Mientras los soldados registraban cada casa y cada templo en busca de botín, observaba desde la puerta de la residencia de Tabscoob. El oro y el jade se acumulaban en cofres que ahora llenaban una de las habitaciones. Las piezas eran pequeñas —collares de cuentas, orejeras circulares, placas con rostros de dioses de ojos de piedra— pero para los soldados cada gramo era una promesa de riqueza. También encontraron mantas de algodón fino, tan suaves que parecían hechas de nubes, y cestos de plumas de quetzal y guacamaya que los soldados amontonaban sin distinguirlas de las de gallina. Los marineros, más prácticos, se llevaron las vasijas de barro y los recipientes de calabaza para el campamento. Todo lo que podía servir, venderse o cambiarse, fue requisado.

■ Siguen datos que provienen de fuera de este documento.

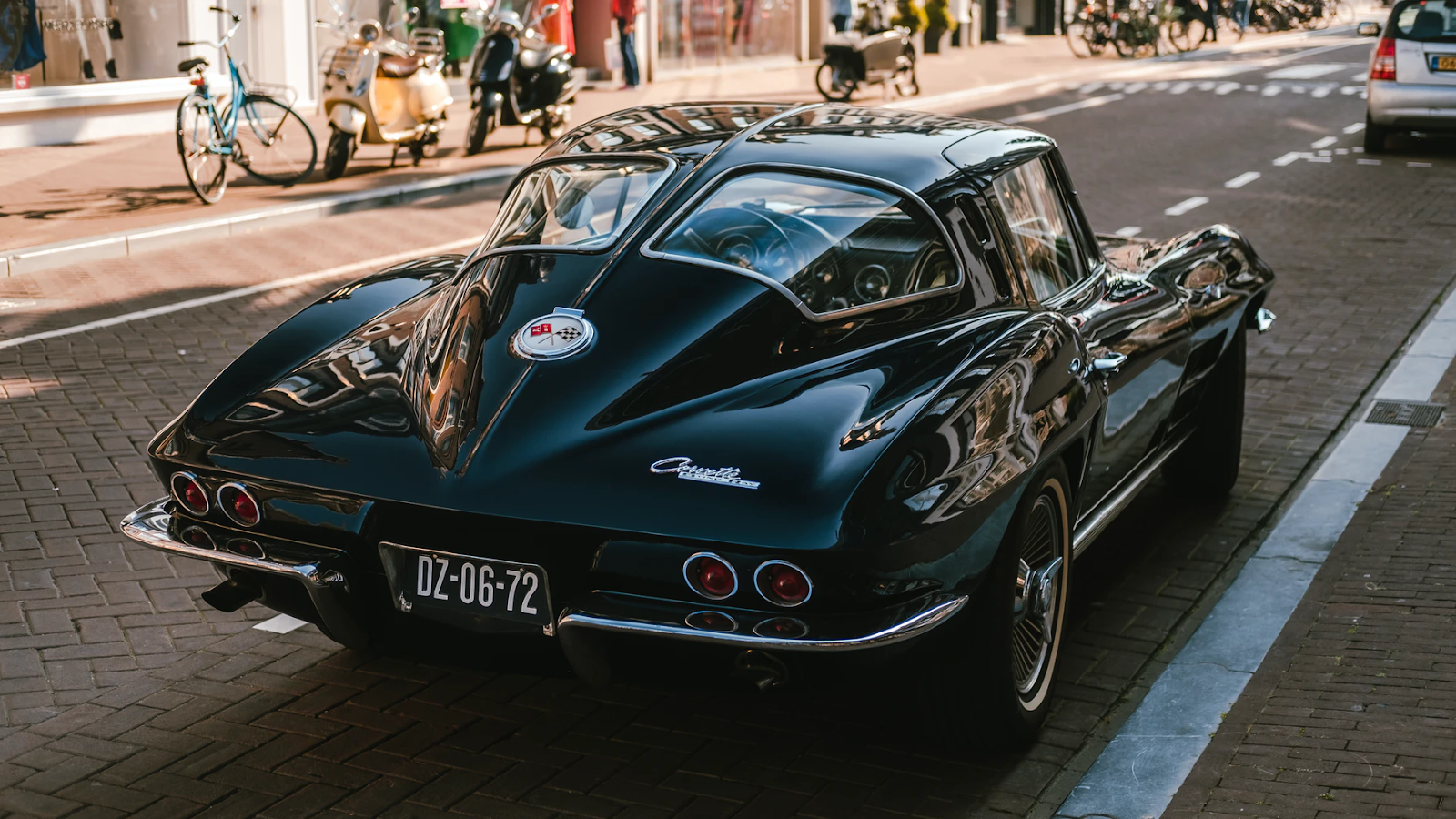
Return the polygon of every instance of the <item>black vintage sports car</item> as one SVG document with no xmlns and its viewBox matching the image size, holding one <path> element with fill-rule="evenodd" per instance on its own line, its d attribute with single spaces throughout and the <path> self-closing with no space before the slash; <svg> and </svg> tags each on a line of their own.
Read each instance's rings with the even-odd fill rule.
<svg viewBox="0 0 1456 819">
<path fill-rule="evenodd" d="M 1159 471 L 1233 485 L 1271 281 L 1229 227 L 1093 236 L 1035 131 L 636 108 L 470 255 L 243 353 L 122 529 L 347 646 L 527 635 L 587 681 L 645 646 L 764 688 L 894 656 L 951 739 L 1025 745 L 1073 558 Z"/>
</svg>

Pero algo le inquietaba. Desde la entrada de la ciudad, los mayas heridos que aún podían moverse se arrastraban hasta sentarse junto a sus muertos, con las piernas recogidas contra el pecho, y esperaban. No llevaban agua, ni comida, ni armas. Solo esperaban. Los soldados de guardia murmuraron que habían visto mensajeros salir de la selva al atardecer, y que los heridos, al oírlos, habían alzado la cabeza como quien reconoce una señal. No supo si creerlo. Cada hora que pasaba le dolía un poco más no saber qué esperaban.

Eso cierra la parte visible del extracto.